ECLI:NL:GHAMS:2025:2907

Gerechtshof Amsterdam

Datum uitspraak
30 oktober 2025
Publicatiedatum
30 oktober 2025
Zaaknummer
23-001637-25
Instantie
Gerechtshof Amsterdam
Type
Uitspraak
Rechtsgebied
Strafrecht
Procedures
  • Hoger beroep
Vindplaatsen
  • Rechtspraak.nl
AI samenvatting door LexboostAutomatisch gegenereerd

Jeugdzaak over openlijke geweldpleging en mishandeling met betrekking tot minderjarige verdachten

In deze jeugdzaak heeft het gerechtshof Amsterdam op 30 oktober 2025 uitspraak gedaan in hoger beroep tegen een vonnis van de kinderrechter in de rechtbank Amsterdam. De zaak betreft openlijke geweldpleging en mishandeling door minderjarige verdachten, die ten tijde van de feiten nog geen 14 jaar oud waren. Het hof bevestigt het vonnis van de rechtbank, met uitzondering van de beslissingen op de vorderingen van de benadeelde partijen.
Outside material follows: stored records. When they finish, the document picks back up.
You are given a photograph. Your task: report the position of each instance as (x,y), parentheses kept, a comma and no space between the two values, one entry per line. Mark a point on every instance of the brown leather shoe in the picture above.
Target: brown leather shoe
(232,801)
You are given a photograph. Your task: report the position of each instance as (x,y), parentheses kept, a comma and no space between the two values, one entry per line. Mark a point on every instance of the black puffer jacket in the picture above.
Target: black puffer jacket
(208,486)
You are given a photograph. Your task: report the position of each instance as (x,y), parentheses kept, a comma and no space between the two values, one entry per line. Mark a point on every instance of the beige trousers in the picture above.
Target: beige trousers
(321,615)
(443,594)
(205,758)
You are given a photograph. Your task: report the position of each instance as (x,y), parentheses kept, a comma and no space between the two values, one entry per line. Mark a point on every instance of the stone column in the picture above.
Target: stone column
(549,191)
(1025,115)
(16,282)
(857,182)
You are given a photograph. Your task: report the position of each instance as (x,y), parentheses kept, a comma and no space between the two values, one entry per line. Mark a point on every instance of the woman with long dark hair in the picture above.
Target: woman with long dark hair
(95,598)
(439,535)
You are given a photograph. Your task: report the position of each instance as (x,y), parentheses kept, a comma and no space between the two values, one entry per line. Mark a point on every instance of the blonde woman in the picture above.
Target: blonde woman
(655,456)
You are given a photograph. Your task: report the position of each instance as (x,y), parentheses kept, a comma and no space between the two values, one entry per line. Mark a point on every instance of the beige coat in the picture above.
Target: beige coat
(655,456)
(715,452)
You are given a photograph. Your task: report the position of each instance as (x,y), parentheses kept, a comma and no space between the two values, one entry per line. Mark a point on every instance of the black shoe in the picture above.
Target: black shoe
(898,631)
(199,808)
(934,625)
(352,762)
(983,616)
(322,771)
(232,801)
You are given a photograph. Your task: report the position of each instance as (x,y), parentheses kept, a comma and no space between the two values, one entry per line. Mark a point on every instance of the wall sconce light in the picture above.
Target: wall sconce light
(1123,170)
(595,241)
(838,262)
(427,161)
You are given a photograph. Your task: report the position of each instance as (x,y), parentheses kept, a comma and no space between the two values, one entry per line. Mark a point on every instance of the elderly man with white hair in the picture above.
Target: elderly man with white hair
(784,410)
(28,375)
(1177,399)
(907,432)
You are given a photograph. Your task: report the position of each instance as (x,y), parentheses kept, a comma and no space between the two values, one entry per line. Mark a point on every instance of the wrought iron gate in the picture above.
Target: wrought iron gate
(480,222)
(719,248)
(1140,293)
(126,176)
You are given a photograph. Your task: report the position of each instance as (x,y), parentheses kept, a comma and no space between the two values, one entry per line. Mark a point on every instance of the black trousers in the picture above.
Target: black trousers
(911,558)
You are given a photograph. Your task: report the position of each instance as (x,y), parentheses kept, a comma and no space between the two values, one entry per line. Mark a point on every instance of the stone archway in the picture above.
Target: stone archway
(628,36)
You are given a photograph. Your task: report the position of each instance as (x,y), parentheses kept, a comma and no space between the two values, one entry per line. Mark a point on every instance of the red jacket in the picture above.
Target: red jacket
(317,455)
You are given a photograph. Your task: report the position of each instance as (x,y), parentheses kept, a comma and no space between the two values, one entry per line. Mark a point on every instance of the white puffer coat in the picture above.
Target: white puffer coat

De vordering van de benadeelde partij in zaak A (parketnummer 13-261428-24) tot schadevergoeding voor immateriële schade is gedeeltelijk toegewezen, waarbij het hof de schadevergoeding vaststelt op € 350,00. De ouders van de verdachte worden aansprakelijk gesteld voor deze schade, aangezien de verdachte ten tijde van het delict nog niet de leeftijd van veertien jaren had bereikt. De schadevergoedingsmaatregel kan niet aan de verdachte worden opgelegd, omdat zij op het moment van het delict 13 jaar oud was. In zaak B (parketnummer 13-087870-25) is de vordering van de benadeelde partij eveneens gedeeltelijk toegewezen, met een schadevergoeding van € 350,00 voor immateriële schade. Het hof heeft de wettelijke vertegenwoordigers van de verdachte veroordeeld tot betaling van de schadevergoedingen aan de benadeelde partijen. De uitspraak benadrukt de verantwoordelijkheden van ouders voor de daden van hun minderjarige kinderen en de beperkingen van schadevergoedingsmaatregelen voor minderjarigen.

Uitspraak

afdeling strafrecht
parketnummer: 23-001637-25
datum uitspraak: 30 oktober 2025
TEGENSPRAAK
Arrest van het gerechtshof Amsterdam gewezen op het hoger beroep, ingesteld tegen het vonnis van de kinderrechter in de rechtbank Amsterdam van 25 juni 2025 in de gevoegde strafzaken onder de parketnummers 13-261428-24 en 13-087870-25 tegen
[verdachte],
geboren te [geboorteplaats] op [geboortedag] 2010,
adres: [adres] .

Onderzoek van de zaak

Dit arrest is gewezen naar aanleiding van het onderzoek ter terechtzitting in hoger beroep van 16 oktober 2025 en naar aanleiding van het onderzoek ter terechtzitting in eerste aanleg.
De verdachte heeft hoger beroep ingesteld tegen voormeld vonnis.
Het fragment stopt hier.